Studying the complex molecular mechanisms involved in traumatic brain injury (TBI) is crucial for developing new therapies for TBI. Current treatments for TBI are primarily focused on patient stabilization and symptom mitigation. However, the field lacks defined therapies to prevent cell death, oxidative stress, and inflammatory cascades which lead to chronic pathology. Little can be done to treat the mechanical damage that occurs during the primary insult of a TBI; however, secondary injury mechanisms, such as inflammation, blood-brain barrier (BBB) breakdown, edema formation, excitotoxicity, oxidative stress, and cell death, can be targeted by therapeutic interventions. Elucidating the many mechanisms underlying secondary injury and studying targets of neuroprotective therapeutic agents is critical for developing new treatments. Therefore, we present a review on the molecular events following TBI from inflammation to programmed cell death and discuss current research and the latest therapeutic strategies to help understand TBI-mediated secondary injury.

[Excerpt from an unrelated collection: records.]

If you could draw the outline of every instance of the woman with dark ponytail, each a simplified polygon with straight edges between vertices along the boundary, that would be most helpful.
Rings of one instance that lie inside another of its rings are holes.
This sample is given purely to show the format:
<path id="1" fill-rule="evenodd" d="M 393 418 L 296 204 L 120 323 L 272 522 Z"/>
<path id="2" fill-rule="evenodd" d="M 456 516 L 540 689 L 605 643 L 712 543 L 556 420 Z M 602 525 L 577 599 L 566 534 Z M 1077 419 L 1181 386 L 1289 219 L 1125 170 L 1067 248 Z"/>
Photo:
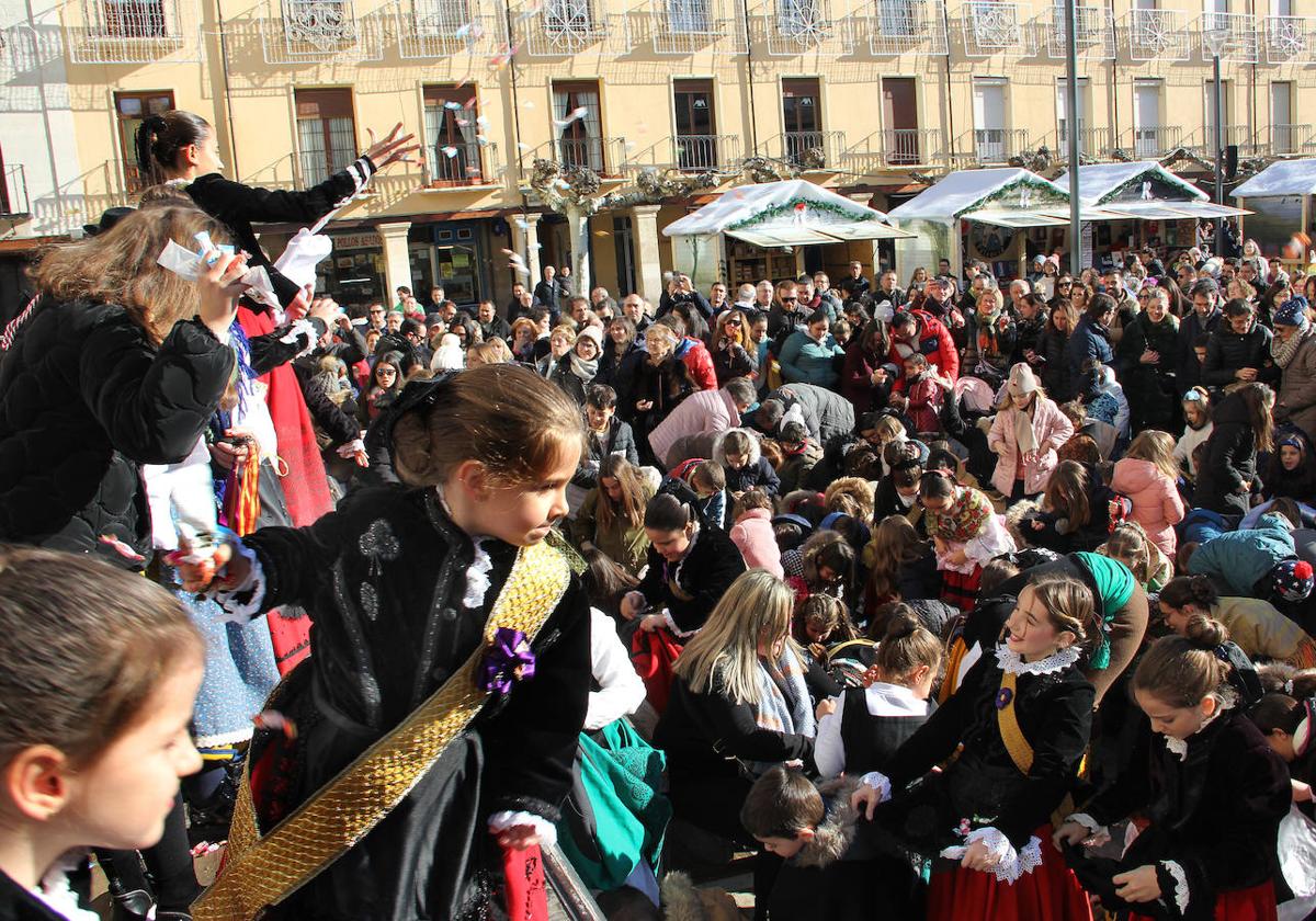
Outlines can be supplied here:
<path id="1" fill-rule="evenodd" d="M 1142 657 L 1133 695 L 1155 734 L 1146 764 L 1057 829 L 1107 910 L 1152 917 L 1274 918 L 1275 843 L 1288 813 L 1283 760 L 1245 716 L 1259 697 L 1252 663 L 1219 621 L 1195 614 L 1182 635 Z M 1250 674 L 1249 674 L 1250 672 Z M 1150 824 L 1120 860 L 1090 859 L 1080 842 L 1138 813 Z"/>
<path id="2" fill-rule="evenodd" d="M 401 136 L 401 130 L 399 122 L 379 142 L 370 132 L 370 147 L 346 170 L 301 192 L 276 192 L 225 179 L 211 124 L 199 114 L 171 109 L 147 116 L 137 128 L 137 168 L 147 183 L 183 186 L 201 211 L 228 226 L 237 247 L 250 254 L 250 264 L 270 272 L 279 301 L 287 307 L 297 296 L 297 286 L 270 263 L 251 224 L 315 224 L 361 192 L 379 170 L 411 162 L 409 154 L 418 146 L 408 145 L 415 136 Z"/>

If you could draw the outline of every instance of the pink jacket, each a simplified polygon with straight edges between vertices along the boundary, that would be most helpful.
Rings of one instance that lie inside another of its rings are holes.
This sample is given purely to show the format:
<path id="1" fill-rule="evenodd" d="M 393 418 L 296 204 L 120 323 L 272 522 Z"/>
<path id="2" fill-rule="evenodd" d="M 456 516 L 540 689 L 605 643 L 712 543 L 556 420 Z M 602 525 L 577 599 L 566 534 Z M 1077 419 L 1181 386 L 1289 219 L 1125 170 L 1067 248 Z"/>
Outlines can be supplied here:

研究创伤性脑损伤(TBI)所涉及的复杂分子机制对于开发TBI的新疗法至关重要。目前TBI的治疗主要集中在患者的稳定和症状缓解上。然而,该领域缺乏明确的疗法来预防导致慢性病理的细胞死亡、氧化应激和炎症级联反应。对于TBI原发性损伤期间发生的机械损伤几乎无能为力;然而,继发性损伤机制,如炎症、血脑屏障(BBB)破坏、水肿形成、兴奋性毒性、氧化应激和细胞死亡,可以通过治疗干预来靶向。阐明继发性损伤的多种潜在机制并研究神经保护治疗药物的靶点对于开发新疗法至关重要。因此,我们对TBI后从炎症到程序性细胞死亡的分子事件进行综述,并讨论当前的研究和最新的治疗策略,以帮助理解TBI介导的继发性损伤。